Two to three months.
Or immediately, if she decided to take her life right now. The pills. The knife. The car.
She rested her hands on her knees. There was no movement outside. There was no movement inside of her. She thought, I am so done. I am just so done. I know this. I know this in my bones.
She allowed herself to smile, just a little bit, just like in the doctor’s office. Of course she knew this in her bones. That’s where the cancer was, wasn’t it.
But her daughter. But her husband. Who would find her?
How would she do it? How could she do it that would bring the least bit of trauma to them?
And that’s when she realized it. She already held her weapon. Her body held her weapon. The knowledge slid into her veins like the poison she’d already taken in, suffered through, and survived. Cancer had her. She would grasp it in her own hands, under her own skin, deep within her own bones, and she would use it to kill herself. It was her decision, not cancer’s.
It wouldn’t be easy. It wouldn’t be fast. Two to three months. Her husband and daughter would witness it, but they would witness what they were expecting and not see it as their wife and mother giving up and taking her own life. They would think that cancer took her life.
They wouldn’t know that she swallowed cancer, sliced her wrists with cancer, breathed it in as deep as she could in lungs that were likely already afflicted.
Madeline felt cancer’s ache, starting at the top of her hips and branching upwards. She rested her hands in that hollow at the base of her spine before her body swelled out into the cradle that once carried her daughter. She pressed down, felt the ache spread.
Then she went upstairs and finally fell asleep.
Two months later, Madeline was bedridden and her husband was calling in hospice.
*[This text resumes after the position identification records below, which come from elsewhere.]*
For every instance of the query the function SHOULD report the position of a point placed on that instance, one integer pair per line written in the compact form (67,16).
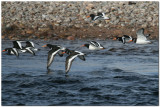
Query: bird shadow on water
(56,72)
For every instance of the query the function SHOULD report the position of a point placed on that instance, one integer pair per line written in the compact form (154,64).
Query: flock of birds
(72,54)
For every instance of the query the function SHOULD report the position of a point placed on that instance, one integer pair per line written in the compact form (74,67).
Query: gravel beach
(67,20)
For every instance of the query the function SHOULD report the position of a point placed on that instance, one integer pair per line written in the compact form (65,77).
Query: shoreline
(57,32)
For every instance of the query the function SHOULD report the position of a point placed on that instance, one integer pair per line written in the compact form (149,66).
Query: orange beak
(130,41)
(82,45)
(44,46)
(88,16)
(114,38)
(63,52)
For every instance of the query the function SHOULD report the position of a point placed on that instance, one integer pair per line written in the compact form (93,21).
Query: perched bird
(54,49)
(123,39)
(72,55)
(141,38)
(11,51)
(99,16)
(93,45)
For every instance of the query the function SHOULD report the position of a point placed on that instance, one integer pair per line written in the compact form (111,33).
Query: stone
(71,37)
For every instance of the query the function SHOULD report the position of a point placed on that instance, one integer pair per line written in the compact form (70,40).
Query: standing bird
(99,16)
(141,38)
(93,45)
(72,55)
(31,45)
(11,51)
(54,49)
(123,39)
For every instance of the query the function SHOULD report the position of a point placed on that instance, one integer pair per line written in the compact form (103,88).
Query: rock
(29,31)
(71,37)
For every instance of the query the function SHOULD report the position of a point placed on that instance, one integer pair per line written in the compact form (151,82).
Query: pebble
(73,14)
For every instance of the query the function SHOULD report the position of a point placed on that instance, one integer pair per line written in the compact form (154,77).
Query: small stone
(71,37)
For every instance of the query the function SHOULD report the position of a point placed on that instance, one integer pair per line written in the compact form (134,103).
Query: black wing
(30,50)
(81,57)
(15,51)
A hospital bed was in the living room, next to the bay window so that Madeline could look outside when she was capable of turning her head.
Emma sat down next to her mother and held her hand. Madeline treasured the warmth. She breathed shallowly; every movement, even the raising and lowering of her chest hurt. There would be no ventilator, no oxygen, nothing but morphine. Madeline signed the Do Not Resuscitate order; her husband witnessed it. Dr. Franklin watched, her lips in such a tight line, Madeline wondered how the doctor could breathe herself.
Madeline didn’t wonder much anymore. She just waited.
“Mom,” Emma said. “In school today, I was doing some research for a paper for my social studies unit on social justice. Mom, in Oregon, if you move there, they allow assisted suicide.”
Madeline searched, found capability, and turned her head, not to see outside, but to see her daughter. She widened her eyes. It hurt.
“Mom,” Emma whispered, leaning forward, resting her head beside Madeline’s on the pillow. “Do you want to go there? Do you want me to take you? Dad and I could take you.”
Tears rose, rolled down Madeline’s cheeks, soaking her daughter’s hair. “You’d be okay,” she said and then drew breath, let it out, “with that?”
“I just want you to not be in pain anymore!” Emma wept.
Madeline breathed in her daughter’s scent, the feel of her skin against her cheek, the shudders, the so familiar shudders, that rocked her frail, fractured body. Then she closed her eyes and breathed out, letting her daughter be the one to find her.